J’avais peur de quitter mon entreprise car j’allais me retrouver sans emploi. « Sans rien », comme on dit. On sait bien que pour trouver un emploi, il est vivement recommandé d’en avoir déjà un. C’est très logique. Ne pas avoir d’emploi est suspect.

Je me suis dit que ma peur ne devait pas me freiner dans mes choix. Je me suis lancée, j’ai quitté ma boîte, je suis allée à l’école, j’ai fait une pause. J’ai fait autre chose.

Il faut l’assumer et tant pis si cela allait rendre mon parcours un peu moins lisse. Au contraire, Je me rend compte maintenant cette période me donne une aspérité supplémentaire. Et si ça ne plaît pas à tout le monde, tant pis.

Sortir de son carré

Retourner à l’école m’a permis aussi de sortir de mon carré. Dans mon cas, le carré était le monde des études marketing. J’avais travaillé en institut d’études et dans le service études au sein d’un annonceur.

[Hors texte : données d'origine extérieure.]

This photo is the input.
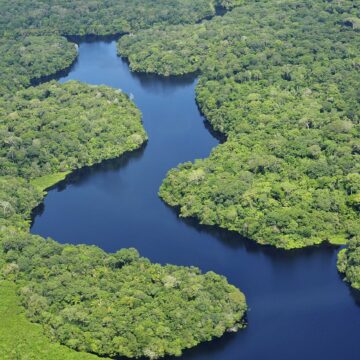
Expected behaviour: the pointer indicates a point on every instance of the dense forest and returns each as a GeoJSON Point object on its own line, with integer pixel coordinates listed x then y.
{"type": "Point", "coordinates": [101, 17]}
{"type": "Point", "coordinates": [107, 304]}
{"type": "Point", "coordinates": [280, 80]}
{"type": "Point", "coordinates": [117, 304]}
{"type": "Point", "coordinates": [40, 136]}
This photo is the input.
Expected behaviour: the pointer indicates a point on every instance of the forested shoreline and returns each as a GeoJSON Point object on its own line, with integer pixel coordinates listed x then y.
{"type": "Point", "coordinates": [280, 80]}
{"type": "Point", "coordinates": [105, 304]}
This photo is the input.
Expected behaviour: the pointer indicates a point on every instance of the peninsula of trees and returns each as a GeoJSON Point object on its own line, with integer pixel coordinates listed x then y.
{"type": "Point", "coordinates": [281, 81]}
{"type": "Point", "coordinates": [91, 301]}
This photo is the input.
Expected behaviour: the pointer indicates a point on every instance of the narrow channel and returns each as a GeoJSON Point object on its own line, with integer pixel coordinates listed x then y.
{"type": "Point", "coordinates": [299, 306]}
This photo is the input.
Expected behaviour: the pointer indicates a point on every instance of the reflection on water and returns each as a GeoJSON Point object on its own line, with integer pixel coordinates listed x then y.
{"type": "Point", "coordinates": [299, 306]}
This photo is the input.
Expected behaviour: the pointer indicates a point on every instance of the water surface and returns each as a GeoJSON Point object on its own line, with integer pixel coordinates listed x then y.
{"type": "Point", "coordinates": [299, 307]}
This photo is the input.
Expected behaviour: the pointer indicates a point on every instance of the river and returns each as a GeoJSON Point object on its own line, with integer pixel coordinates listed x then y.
{"type": "Point", "coordinates": [299, 306]}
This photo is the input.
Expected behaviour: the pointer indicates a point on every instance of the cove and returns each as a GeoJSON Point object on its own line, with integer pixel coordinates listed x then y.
{"type": "Point", "coordinates": [299, 306]}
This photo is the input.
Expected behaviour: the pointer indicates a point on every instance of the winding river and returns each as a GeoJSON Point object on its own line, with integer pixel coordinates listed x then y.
{"type": "Point", "coordinates": [299, 306]}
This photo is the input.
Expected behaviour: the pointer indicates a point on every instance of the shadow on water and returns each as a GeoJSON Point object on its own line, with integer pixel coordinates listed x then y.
{"type": "Point", "coordinates": [80, 176]}
{"type": "Point", "coordinates": [300, 307]}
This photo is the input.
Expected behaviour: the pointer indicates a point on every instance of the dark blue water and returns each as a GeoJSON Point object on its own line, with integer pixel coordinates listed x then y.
{"type": "Point", "coordinates": [299, 307]}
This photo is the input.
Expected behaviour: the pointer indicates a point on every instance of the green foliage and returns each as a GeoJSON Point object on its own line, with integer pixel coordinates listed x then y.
{"type": "Point", "coordinates": [118, 304]}
{"type": "Point", "coordinates": [280, 80]}
{"type": "Point", "coordinates": [84, 298]}
{"type": "Point", "coordinates": [30, 58]}
{"type": "Point", "coordinates": [83, 17]}
{"type": "Point", "coordinates": [349, 263]}
{"type": "Point", "coordinates": [55, 128]}
{"type": "Point", "coordinates": [17, 199]}
{"type": "Point", "coordinates": [21, 339]}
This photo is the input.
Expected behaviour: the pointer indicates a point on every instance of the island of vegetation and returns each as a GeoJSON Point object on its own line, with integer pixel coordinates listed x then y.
{"type": "Point", "coordinates": [281, 81]}
{"type": "Point", "coordinates": [80, 296]}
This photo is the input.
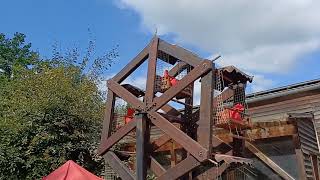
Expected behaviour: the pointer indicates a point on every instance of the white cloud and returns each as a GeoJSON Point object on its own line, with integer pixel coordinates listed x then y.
{"type": "Point", "coordinates": [277, 58]}
{"type": "Point", "coordinates": [262, 36]}
{"type": "Point", "coordinates": [260, 83]}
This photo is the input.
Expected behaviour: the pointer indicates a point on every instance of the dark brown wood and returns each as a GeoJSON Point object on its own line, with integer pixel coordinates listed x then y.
{"type": "Point", "coordinates": [125, 95]}
{"type": "Point", "coordinates": [132, 66]}
{"type": "Point", "coordinates": [173, 157]}
{"type": "Point", "coordinates": [170, 110]}
{"type": "Point", "coordinates": [300, 164]}
{"type": "Point", "coordinates": [197, 72]}
{"type": "Point", "coordinates": [315, 166]}
{"type": "Point", "coordinates": [180, 169]}
{"type": "Point", "coordinates": [180, 137]}
{"type": "Point", "coordinates": [178, 68]}
{"type": "Point", "coordinates": [213, 173]}
{"type": "Point", "coordinates": [160, 141]}
{"type": "Point", "coordinates": [238, 145]}
{"type": "Point", "coordinates": [282, 173]}
{"type": "Point", "coordinates": [226, 94]}
{"type": "Point", "coordinates": [156, 167]}
{"type": "Point", "coordinates": [118, 166]}
{"type": "Point", "coordinates": [180, 53]}
{"type": "Point", "coordinates": [108, 116]}
{"type": "Point", "coordinates": [151, 76]}
{"type": "Point", "coordinates": [206, 110]}
{"type": "Point", "coordinates": [107, 143]}
{"type": "Point", "coordinates": [141, 147]}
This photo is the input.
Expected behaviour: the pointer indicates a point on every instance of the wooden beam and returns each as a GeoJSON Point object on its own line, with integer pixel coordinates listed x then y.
{"type": "Point", "coordinates": [213, 173]}
{"type": "Point", "coordinates": [180, 169]}
{"type": "Point", "coordinates": [262, 132]}
{"type": "Point", "coordinates": [125, 95]}
{"type": "Point", "coordinates": [180, 53]}
{"type": "Point", "coordinates": [160, 141]}
{"type": "Point", "coordinates": [170, 110]}
{"type": "Point", "coordinates": [265, 159]}
{"type": "Point", "coordinates": [156, 167]}
{"type": "Point", "coordinates": [180, 137]}
{"type": "Point", "coordinates": [108, 116]}
{"type": "Point", "coordinates": [182, 84]}
{"type": "Point", "coordinates": [133, 65]}
{"type": "Point", "coordinates": [107, 143]}
{"type": "Point", "coordinates": [204, 130]}
{"type": "Point", "coordinates": [141, 146]}
{"type": "Point", "coordinates": [151, 76]}
{"type": "Point", "coordinates": [178, 68]}
{"type": "Point", "coordinates": [118, 166]}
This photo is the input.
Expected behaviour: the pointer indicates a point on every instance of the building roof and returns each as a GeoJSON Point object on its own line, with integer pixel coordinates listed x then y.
{"type": "Point", "coordinates": [298, 89]}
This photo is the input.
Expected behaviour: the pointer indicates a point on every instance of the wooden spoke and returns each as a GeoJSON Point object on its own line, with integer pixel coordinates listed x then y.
{"type": "Point", "coordinates": [180, 137]}
{"type": "Point", "coordinates": [180, 53]}
{"type": "Point", "coordinates": [156, 167]}
{"type": "Point", "coordinates": [118, 166]}
{"type": "Point", "coordinates": [119, 134]}
{"type": "Point", "coordinates": [180, 169]}
{"type": "Point", "coordinates": [125, 95]}
{"type": "Point", "coordinates": [132, 66]}
{"type": "Point", "coordinates": [108, 116]}
{"type": "Point", "coordinates": [152, 63]}
{"type": "Point", "coordinates": [183, 83]}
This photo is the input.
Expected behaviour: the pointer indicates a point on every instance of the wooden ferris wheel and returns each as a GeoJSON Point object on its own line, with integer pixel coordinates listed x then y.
{"type": "Point", "coordinates": [222, 105]}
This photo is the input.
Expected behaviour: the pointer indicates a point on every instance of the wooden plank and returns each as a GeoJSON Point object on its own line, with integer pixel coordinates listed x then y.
{"type": "Point", "coordinates": [106, 144]}
{"type": "Point", "coordinates": [141, 150]}
{"type": "Point", "coordinates": [160, 141]}
{"type": "Point", "coordinates": [178, 68]}
{"type": "Point", "coordinates": [108, 116]}
{"type": "Point", "coordinates": [180, 137]}
{"type": "Point", "coordinates": [180, 169]}
{"type": "Point", "coordinates": [151, 76]}
{"type": "Point", "coordinates": [170, 110]}
{"type": "Point", "coordinates": [133, 65]}
{"type": "Point", "coordinates": [204, 130]}
{"type": "Point", "coordinates": [118, 166]}
{"type": "Point", "coordinates": [180, 53]}
{"type": "Point", "coordinates": [183, 83]}
{"type": "Point", "coordinates": [156, 167]}
{"type": "Point", "coordinates": [125, 95]}
{"type": "Point", "coordinates": [268, 161]}
{"type": "Point", "coordinates": [212, 173]}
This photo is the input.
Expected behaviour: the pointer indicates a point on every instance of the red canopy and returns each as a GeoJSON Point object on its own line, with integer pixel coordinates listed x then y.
{"type": "Point", "coordinates": [71, 171]}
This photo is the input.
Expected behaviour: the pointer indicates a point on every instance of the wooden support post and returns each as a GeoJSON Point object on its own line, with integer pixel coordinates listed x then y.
{"type": "Point", "coordinates": [173, 157]}
{"type": "Point", "coordinates": [265, 159]}
{"type": "Point", "coordinates": [299, 156]}
{"type": "Point", "coordinates": [108, 116]}
{"type": "Point", "coordinates": [152, 63]}
{"type": "Point", "coordinates": [142, 129]}
{"type": "Point", "coordinates": [118, 166]}
{"type": "Point", "coordinates": [238, 146]}
{"type": "Point", "coordinates": [204, 131]}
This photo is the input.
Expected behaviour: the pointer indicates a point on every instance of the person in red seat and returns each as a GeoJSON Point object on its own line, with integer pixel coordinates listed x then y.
{"type": "Point", "coordinates": [129, 116]}
{"type": "Point", "coordinates": [173, 80]}
{"type": "Point", "coordinates": [235, 112]}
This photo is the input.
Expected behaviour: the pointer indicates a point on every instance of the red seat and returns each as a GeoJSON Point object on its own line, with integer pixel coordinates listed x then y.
{"type": "Point", "coordinates": [129, 116]}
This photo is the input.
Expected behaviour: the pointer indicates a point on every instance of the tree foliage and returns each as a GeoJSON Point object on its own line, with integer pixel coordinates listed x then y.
{"type": "Point", "coordinates": [49, 113]}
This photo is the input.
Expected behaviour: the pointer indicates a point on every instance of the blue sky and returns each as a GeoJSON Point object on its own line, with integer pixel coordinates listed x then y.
{"type": "Point", "coordinates": [278, 44]}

En retournant dans un master marketing, j’ai pu aborder à nouveau le marketing de façon plus globale, de prendre de la hauteur, dans ce nouveau monde digitalisé.

C’est quelque chose qu’il est difficile à faire quand on va au bureau tous les jours. On a peu de temps pour faire de la veille. Il est difficile de rencontrer d’autres personnes en dehors de l’entreprise. On a du mal à assister à des conférences ou aller à des salons pour voir un peu ce qu’il se passe en dehors des 3 mètres carrés de notre bureau.

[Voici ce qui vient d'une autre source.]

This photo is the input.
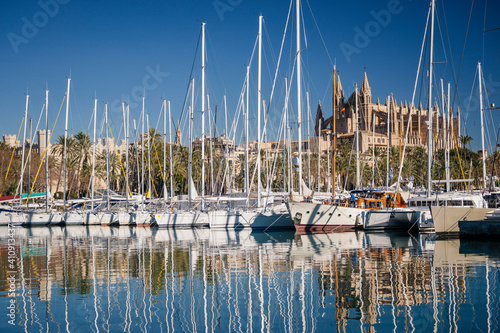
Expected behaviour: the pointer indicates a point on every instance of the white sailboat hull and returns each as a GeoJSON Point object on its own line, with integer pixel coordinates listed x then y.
{"type": "Point", "coordinates": [180, 219]}
{"type": "Point", "coordinates": [231, 218]}
{"type": "Point", "coordinates": [402, 219]}
{"type": "Point", "coordinates": [316, 217]}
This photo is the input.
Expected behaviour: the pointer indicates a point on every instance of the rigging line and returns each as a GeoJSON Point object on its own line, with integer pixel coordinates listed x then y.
{"type": "Point", "coordinates": [186, 96]}
{"type": "Point", "coordinates": [441, 33]}
{"type": "Point", "coordinates": [412, 105]}
{"type": "Point", "coordinates": [484, 27]}
{"type": "Point", "coordinates": [210, 44]}
{"type": "Point", "coordinates": [279, 57]}
{"type": "Point", "coordinates": [12, 156]}
{"type": "Point", "coordinates": [45, 152]}
{"type": "Point", "coordinates": [462, 57]}
{"type": "Point", "coordinates": [320, 35]}
{"type": "Point", "coordinates": [452, 65]}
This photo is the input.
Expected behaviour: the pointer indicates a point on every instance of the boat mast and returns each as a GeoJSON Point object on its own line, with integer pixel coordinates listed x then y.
{"type": "Point", "coordinates": [480, 74]}
{"type": "Point", "coordinates": [203, 115]}
{"type": "Point", "coordinates": [210, 143]}
{"type": "Point", "coordinates": [127, 139]}
{"type": "Point", "coordinates": [142, 152]}
{"type": "Point", "coordinates": [170, 152]}
{"type": "Point", "coordinates": [247, 184]}
{"type": "Point", "coordinates": [93, 155]}
{"type": "Point", "coordinates": [429, 107]}
{"type": "Point", "coordinates": [388, 143]}
{"type": "Point", "coordinates": [65, 153]}
{"type": "Point", "coordinates": [190, 158]}
{"type": "Point", "coordinates": [107, 152]}
{"type": "Point", "coordinates": [358, 177]}
{"type": "Point", "coordinates": [137, 157]}
{"type": "Point", "coordinates": [299, 102]}
{"type": "Point", "coordinates": [259, 97]}
{"type": "Point", "coordinates": [334, 135]}
{"type": "Point", "coordinates": [308, 141]}
{"type": "Point", "coordinates": [165, 195]}
{"type": "Point", "coordinates": [126, 161]}
{"type": "Point", "coordinates": [448, 145]}
{"type": "Point", "coordinates": [285, 141]}
{"type": "Point", "coordinates": [150, 142]}
{"type": "Point", "coordinates": [46, 151]}
{"type": "Point", "coordinates": [319, 152]}
{"type": "Point", "coordinates": [373, 153]}
{"type": "Point", "coordinates": [227, 147]}
{"type": "Point", "coordinates": [445, 140]}
{"type": "Point", "coordinates": [24, 145]}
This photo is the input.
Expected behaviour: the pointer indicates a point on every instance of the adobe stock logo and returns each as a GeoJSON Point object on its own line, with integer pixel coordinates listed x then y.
{"type": "Point", "coordinates": [30, 28]}
{"type": "Point", "coordinates": [372, 29]}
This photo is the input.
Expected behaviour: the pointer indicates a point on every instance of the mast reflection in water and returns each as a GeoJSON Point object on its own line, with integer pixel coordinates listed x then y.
{"type": "Point", "coordinates": [93, 279]}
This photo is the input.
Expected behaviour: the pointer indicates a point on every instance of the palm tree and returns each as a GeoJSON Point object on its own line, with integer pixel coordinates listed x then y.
{"type": "Point", "coordinates": [83, 146]}
{"type": "Point", "coordinates": [465, 140]}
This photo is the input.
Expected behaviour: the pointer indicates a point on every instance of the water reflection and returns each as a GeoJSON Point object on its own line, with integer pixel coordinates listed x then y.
{"type": "Point", "coordinates": [92, 279]}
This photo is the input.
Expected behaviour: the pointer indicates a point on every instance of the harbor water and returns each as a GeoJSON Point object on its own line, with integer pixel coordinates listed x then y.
{"type": "Point", "coordinates": [134, 279]}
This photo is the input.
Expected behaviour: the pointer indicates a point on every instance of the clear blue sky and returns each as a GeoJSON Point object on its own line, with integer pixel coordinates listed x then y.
{"type": "Point", "coordinates": [115, 50]}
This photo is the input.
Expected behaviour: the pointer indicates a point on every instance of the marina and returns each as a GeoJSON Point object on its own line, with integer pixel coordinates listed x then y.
{"type": "Point", "coordinates": [218, 168]}
{"type": "Point", "coordinates": [93, 278]}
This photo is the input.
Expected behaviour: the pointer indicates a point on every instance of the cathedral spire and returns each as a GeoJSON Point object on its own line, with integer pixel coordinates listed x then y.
{"type": "Point", "coordinates": [366, 91]}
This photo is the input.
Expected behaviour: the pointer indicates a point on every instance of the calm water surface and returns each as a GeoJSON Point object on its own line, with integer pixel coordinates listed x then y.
{"type": "Point", "coordinates": [100, 279]}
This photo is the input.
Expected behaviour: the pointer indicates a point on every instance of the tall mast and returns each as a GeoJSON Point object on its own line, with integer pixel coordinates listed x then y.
{"type": "Point", "coordinates": [150, 142]}
{"type": "Point", "coordinates": [308, 141]}
{"type": "Point", "coordinates": [190, 134]}
{"type": "Point", "coordinates": [388, 143]}
{"type": "Point", "coordinates": [358, 177]}
{"type": "Point", "coordinates": [445, 140]}
{"type": "Point", "coordinates": [170, 151]}
{"type": "Point", "coordinates": [285, 141]}
{"type": "Point", "coordinates": [66, 144]}
{"type": "Point", "coordinates": [289, 139]}
{"type": "Point", "coordinates": [334, 129]}
{"type": "Point", "coordinates": [165, 195]}
{"type": "Point", "coordinates": [126, 125]}
{"type": "Point", "coordinates": [210, 144]}
{"type": "Point", "coordinates": [259, 97]}
{"type": "Point", "coordinates": [429, 107]}
{"type": "Point", "coordinates": [47, 151]}
{"type": "Point", "coordinates": [448, 144]}
{"type": "Point", "coordinates": [124, 112]}
{"type": "Point", "coordinates": [93, 154]}
{"type": "Point", "coordinates": [373, 155]}
{"type": "Point", "coordinates": [227, 145]}
{"type": "Point", "coordinates": [137, 158]}
{"type": "Point", "coordinates": [247, 185]}
{"type": "Point", "coordinates": [319, 152]}
{"type": "Point", "coordinates": [142, 151]}
{"type": "Point", "coordinates": [202, 114]}
{"type": "Point", "coordinates": [107, 152]}
{"type": "Point", "coordinates": [24, 144]}
{"type": "Point", "coordinates": [480, 74]}
{"type": "Point", "coordinates": [299, 102]}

Apprendre est un état d’esprit

Au final cela a enclenché autre chose qui a toujours été là: la curiosité et l’apprentissage continu. Cela m’a donné la certitude que nous devons continuer d’apprendre tout au long de la vie. Qui sait je retournerai peut être à l’école d’ici quelques années.

Retourner à l’école ne m’a pas seulement servi à apprendre des « choses ». J’ai fait un reset mental beaucoup plus profond. Je suis heureuse d’avoir pu retourner à l’école. J’ai pu vivre une expérience différente qui m’a permis de voir les choses sous un autre angle. Ce temps m’a également permis de gagner un peu de recul et de liberté. Comme une mise à jour. J’ai redémarré la machine. Je suis restée la même mais je fonctionne (un peu) mieux.